Notice how it is almost like clockwork besides increasing the total amount of pages in the cabinet.
Now, a similar test with 4.2 Here i used 1k documents because 5k took just too much time to clear:
Here both problems i found can be observed.
First is that besides uploading only 1/5 the amount of pages each time, a lot more tasks are generated (circles on the peaks)
The second, is that one can see each upload (only 3 per 10 min timeframe) generates two spikes. The one with the circle and the ‘small’ one that you can see how it goes bigger on each subsequent upload.

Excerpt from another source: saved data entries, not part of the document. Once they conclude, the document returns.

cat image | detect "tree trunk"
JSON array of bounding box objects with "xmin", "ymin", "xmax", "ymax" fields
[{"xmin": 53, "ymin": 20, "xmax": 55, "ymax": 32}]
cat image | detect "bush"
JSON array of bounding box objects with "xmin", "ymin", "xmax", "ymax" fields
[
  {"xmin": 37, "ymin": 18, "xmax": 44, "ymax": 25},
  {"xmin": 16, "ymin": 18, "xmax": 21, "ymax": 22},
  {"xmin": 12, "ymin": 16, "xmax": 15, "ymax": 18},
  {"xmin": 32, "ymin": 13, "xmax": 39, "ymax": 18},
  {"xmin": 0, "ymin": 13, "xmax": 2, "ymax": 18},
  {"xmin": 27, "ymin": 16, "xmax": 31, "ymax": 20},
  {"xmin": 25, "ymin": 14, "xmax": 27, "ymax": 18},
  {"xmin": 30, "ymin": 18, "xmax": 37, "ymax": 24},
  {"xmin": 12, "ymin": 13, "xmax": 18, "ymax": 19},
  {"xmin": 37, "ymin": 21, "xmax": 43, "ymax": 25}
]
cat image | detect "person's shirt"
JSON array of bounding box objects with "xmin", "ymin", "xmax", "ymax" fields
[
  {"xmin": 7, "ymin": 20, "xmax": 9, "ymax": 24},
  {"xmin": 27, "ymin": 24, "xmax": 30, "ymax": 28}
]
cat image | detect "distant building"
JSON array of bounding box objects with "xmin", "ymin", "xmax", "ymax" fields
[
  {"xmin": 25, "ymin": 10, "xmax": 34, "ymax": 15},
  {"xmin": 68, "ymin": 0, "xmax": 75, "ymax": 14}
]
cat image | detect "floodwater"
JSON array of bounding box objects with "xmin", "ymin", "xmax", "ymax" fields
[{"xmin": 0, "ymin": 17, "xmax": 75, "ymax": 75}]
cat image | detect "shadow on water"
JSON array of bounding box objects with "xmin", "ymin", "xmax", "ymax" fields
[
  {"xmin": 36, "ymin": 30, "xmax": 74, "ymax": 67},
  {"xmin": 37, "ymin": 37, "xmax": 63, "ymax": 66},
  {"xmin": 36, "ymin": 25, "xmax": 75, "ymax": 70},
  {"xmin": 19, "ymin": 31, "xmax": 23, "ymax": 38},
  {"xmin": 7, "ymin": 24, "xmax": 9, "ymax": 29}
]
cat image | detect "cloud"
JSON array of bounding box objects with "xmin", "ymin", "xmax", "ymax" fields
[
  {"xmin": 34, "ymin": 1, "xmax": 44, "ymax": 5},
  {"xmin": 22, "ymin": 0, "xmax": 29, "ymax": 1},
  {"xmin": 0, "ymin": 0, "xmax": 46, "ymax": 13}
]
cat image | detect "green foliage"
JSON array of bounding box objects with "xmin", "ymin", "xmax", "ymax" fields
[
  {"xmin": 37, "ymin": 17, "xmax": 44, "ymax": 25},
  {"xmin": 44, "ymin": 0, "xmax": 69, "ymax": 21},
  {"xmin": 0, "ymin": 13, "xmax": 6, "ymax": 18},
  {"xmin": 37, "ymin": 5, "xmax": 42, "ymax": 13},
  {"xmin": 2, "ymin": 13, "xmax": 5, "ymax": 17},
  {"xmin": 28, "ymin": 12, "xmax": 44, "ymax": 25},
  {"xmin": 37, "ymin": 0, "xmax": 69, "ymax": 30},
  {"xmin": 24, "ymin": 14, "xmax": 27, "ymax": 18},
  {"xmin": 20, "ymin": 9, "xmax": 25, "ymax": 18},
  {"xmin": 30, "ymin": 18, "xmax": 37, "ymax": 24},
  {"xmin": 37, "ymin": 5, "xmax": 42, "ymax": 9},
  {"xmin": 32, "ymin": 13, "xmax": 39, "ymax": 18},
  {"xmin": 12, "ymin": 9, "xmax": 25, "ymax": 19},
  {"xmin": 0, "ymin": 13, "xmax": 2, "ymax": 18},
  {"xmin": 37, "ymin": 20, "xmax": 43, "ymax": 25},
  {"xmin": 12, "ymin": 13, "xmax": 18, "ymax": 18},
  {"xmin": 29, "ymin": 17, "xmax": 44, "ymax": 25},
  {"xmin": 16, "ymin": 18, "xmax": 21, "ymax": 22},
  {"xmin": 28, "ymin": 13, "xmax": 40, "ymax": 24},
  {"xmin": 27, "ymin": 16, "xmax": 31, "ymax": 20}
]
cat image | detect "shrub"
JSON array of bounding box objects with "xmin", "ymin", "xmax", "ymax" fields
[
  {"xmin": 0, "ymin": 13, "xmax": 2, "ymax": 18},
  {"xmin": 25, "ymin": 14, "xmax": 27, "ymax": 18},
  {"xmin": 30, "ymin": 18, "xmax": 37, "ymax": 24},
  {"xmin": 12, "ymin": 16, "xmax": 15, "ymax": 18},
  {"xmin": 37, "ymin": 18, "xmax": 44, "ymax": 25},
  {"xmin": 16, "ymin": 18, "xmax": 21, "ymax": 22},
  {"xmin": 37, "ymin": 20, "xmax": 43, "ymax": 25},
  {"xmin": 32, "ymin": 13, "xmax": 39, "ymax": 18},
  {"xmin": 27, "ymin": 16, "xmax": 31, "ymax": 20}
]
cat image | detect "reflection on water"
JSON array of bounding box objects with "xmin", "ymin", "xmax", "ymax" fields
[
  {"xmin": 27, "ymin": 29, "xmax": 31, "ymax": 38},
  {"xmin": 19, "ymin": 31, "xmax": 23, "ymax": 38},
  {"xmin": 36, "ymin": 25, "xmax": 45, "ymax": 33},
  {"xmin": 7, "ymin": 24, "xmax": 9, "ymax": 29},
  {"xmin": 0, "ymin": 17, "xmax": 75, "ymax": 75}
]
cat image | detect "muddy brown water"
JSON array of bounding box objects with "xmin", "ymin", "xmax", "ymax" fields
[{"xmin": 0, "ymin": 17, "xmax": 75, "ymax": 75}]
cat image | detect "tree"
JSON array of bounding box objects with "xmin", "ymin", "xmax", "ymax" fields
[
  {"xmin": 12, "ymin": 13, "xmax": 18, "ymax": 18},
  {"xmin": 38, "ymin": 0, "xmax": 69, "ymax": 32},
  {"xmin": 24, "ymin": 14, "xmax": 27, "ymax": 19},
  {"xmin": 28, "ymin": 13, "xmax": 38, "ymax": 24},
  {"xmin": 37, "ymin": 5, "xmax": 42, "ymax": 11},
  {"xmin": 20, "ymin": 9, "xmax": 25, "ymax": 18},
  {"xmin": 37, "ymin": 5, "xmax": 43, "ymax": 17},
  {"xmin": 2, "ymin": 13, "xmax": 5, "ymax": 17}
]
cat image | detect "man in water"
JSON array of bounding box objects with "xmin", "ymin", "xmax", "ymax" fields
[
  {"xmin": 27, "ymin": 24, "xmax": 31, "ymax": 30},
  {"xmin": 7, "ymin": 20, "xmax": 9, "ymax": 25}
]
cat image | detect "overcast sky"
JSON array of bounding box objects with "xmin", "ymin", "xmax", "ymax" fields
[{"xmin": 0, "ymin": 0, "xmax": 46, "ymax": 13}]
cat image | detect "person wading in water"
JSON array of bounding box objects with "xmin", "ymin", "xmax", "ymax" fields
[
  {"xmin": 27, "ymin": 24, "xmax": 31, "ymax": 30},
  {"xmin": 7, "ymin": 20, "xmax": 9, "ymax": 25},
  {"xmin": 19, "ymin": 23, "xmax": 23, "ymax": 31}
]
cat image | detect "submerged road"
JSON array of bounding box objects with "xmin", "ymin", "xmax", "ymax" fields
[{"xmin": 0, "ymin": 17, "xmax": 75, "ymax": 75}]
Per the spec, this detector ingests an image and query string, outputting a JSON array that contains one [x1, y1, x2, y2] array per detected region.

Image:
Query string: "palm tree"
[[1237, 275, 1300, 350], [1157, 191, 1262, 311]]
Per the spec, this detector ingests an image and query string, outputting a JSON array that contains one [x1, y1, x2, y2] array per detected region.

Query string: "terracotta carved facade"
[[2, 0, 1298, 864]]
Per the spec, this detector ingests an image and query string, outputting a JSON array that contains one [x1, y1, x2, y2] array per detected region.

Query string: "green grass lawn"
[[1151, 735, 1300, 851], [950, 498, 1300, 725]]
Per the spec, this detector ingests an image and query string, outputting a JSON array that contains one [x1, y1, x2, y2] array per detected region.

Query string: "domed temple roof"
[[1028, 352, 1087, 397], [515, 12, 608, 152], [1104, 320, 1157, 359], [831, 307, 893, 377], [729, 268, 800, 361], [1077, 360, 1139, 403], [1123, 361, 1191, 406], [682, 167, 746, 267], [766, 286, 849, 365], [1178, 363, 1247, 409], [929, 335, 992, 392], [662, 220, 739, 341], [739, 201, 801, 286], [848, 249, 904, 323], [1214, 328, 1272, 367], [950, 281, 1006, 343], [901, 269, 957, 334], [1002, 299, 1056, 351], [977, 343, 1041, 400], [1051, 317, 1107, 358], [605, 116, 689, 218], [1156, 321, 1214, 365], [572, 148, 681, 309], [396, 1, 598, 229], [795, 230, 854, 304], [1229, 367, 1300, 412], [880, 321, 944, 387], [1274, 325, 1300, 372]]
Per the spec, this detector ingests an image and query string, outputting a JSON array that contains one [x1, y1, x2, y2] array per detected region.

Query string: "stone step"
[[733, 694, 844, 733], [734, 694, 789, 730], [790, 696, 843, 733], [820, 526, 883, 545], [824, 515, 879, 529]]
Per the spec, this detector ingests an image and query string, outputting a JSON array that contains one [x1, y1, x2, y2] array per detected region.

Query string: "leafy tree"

That last one is the real problem i have been dealing with all this time. Those example images are starting with clean cabinet, buts once it starts populating it becomes a massive problem: disks full, memory swap/dumps, constant need to purge queue by cron. All because of tasks that should not be there in the first place: Adding a document to a cabinet does not change anything from Text extraction or OCR from other documents.
So, i think i have narrowed this thing a lot. Sadly, 4.2 introduced massive amount of changes, and tracking down in code were it went wrong is too complex task for me. I may understand coding to a degree, but i’m SysAdmin not a Developer.
I’m open to help if more tests are required.